E, em 1969, a Comissão Internacional da Cruz Vermelha vem ao Brasil para investigar a situação dos povos indígenas no Brasil. No ano seguinte a comissão visitou duas dúzias de grupos indígenas, ao longo de quatro meses, e publicou um relatório oficial, afirmando que “durante toda a missão não encontramos em nenhum lugar provas de massacres ou sinais de maus-tratos físicos a tribos inteiras ou a pessoas isoladas” e que o governo brasileiro não tem nenhuma responsabilidade por isso.

O Ministro do Interior Costa Cavalcanti vem à imprensa em 1972 rebater as acusações de que havia matança de índios no Brasil. O Ministro declara nos jornais que “recusa formalmente a acusação de que o Governo e o povo brasileiro tenham em qualquer época praticado genocídio contra os nossos índios”. Ele cita o relatório da Cruz Vermelha, entre outras manifestações, para corroborar seu discurso.

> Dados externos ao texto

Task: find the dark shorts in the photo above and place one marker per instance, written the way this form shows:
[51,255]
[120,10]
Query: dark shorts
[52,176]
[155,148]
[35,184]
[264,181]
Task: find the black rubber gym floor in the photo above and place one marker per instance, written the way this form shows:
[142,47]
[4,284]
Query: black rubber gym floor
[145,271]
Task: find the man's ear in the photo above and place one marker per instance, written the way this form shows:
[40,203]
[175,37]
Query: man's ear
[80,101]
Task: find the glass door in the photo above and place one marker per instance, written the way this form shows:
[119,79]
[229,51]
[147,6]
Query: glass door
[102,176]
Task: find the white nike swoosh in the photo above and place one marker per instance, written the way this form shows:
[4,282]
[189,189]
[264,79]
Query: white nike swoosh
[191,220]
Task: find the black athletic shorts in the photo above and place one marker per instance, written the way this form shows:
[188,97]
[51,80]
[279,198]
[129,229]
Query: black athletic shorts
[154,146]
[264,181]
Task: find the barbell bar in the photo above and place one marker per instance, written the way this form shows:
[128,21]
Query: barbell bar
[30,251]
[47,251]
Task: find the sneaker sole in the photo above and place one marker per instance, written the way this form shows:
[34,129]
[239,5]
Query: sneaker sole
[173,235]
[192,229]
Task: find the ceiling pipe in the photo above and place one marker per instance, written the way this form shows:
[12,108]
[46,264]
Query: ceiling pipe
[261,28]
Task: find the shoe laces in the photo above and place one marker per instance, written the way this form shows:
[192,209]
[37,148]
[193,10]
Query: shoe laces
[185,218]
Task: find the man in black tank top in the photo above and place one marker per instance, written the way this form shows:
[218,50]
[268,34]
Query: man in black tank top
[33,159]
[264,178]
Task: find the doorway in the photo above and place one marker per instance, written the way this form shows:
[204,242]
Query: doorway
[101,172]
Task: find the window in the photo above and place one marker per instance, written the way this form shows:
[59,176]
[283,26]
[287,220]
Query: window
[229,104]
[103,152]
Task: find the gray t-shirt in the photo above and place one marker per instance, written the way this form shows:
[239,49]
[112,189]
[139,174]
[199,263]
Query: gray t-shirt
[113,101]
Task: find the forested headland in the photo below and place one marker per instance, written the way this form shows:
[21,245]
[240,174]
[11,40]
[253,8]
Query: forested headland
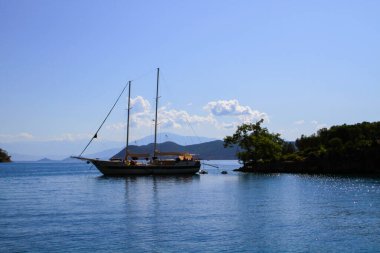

Embora a Comissão de Inquérito tenha sido proposta pelo próprio governo da época, por intermédio do Ministério do Interior, a repercussão internacional abalou a imagem do Brasil no exterior. Naquele momento, o Brasil já havia ratificado, na Organização das Nações Unidas, documentos básicos, como a Declaração Universal de Direitos do Homem e a condenação aos crimes de genocídio. Ainda assim, crimes contra a pessoa do índio continuavam a ser praticados, ignorando-se por completo acordos internacionais. Mas o índio ainda continuaria sendo considerado um entrave ao crescimento econômico, tanto pelas elites econômicas quanto por parcelas dos sucessivos governos militares, e este pensamento conduzia às práticas de atrocidades e massacres contra estes povos.

A política de saneamento da administração pública, assim como a promessa de que um novo órgão indigenista traria mudanças na qualidade de vida dos povos indígenas, mostrou-se falaciosa. Crimes continuariam a ocorrer, assim como massacres e extermínios. O mais exemplar e ainda não devidamente esclarecido, como tantos outros, é o massacre dos Waimiri-Atroari, ocorrido a partir de 1968, por ocasião da construção da rodovia Manaus-Boa Vista, aBR-174. O processo de invasão do território para a construção da rodovia que corta o território Kinã (Waimiri-Atroari) foi imposto pelos militares, provocando a morte de 2 mil índios no período da ditadura militar, sobretudo a partir de 1968/1969, concomitantemente às investigações dos crimes contra os índios.

IHU On-Line – Pode relatar alguns casos de violência contra os indígenas, registrados no Relatório Figueiredo, como o Massacre do Paralelo 11, por exemplo?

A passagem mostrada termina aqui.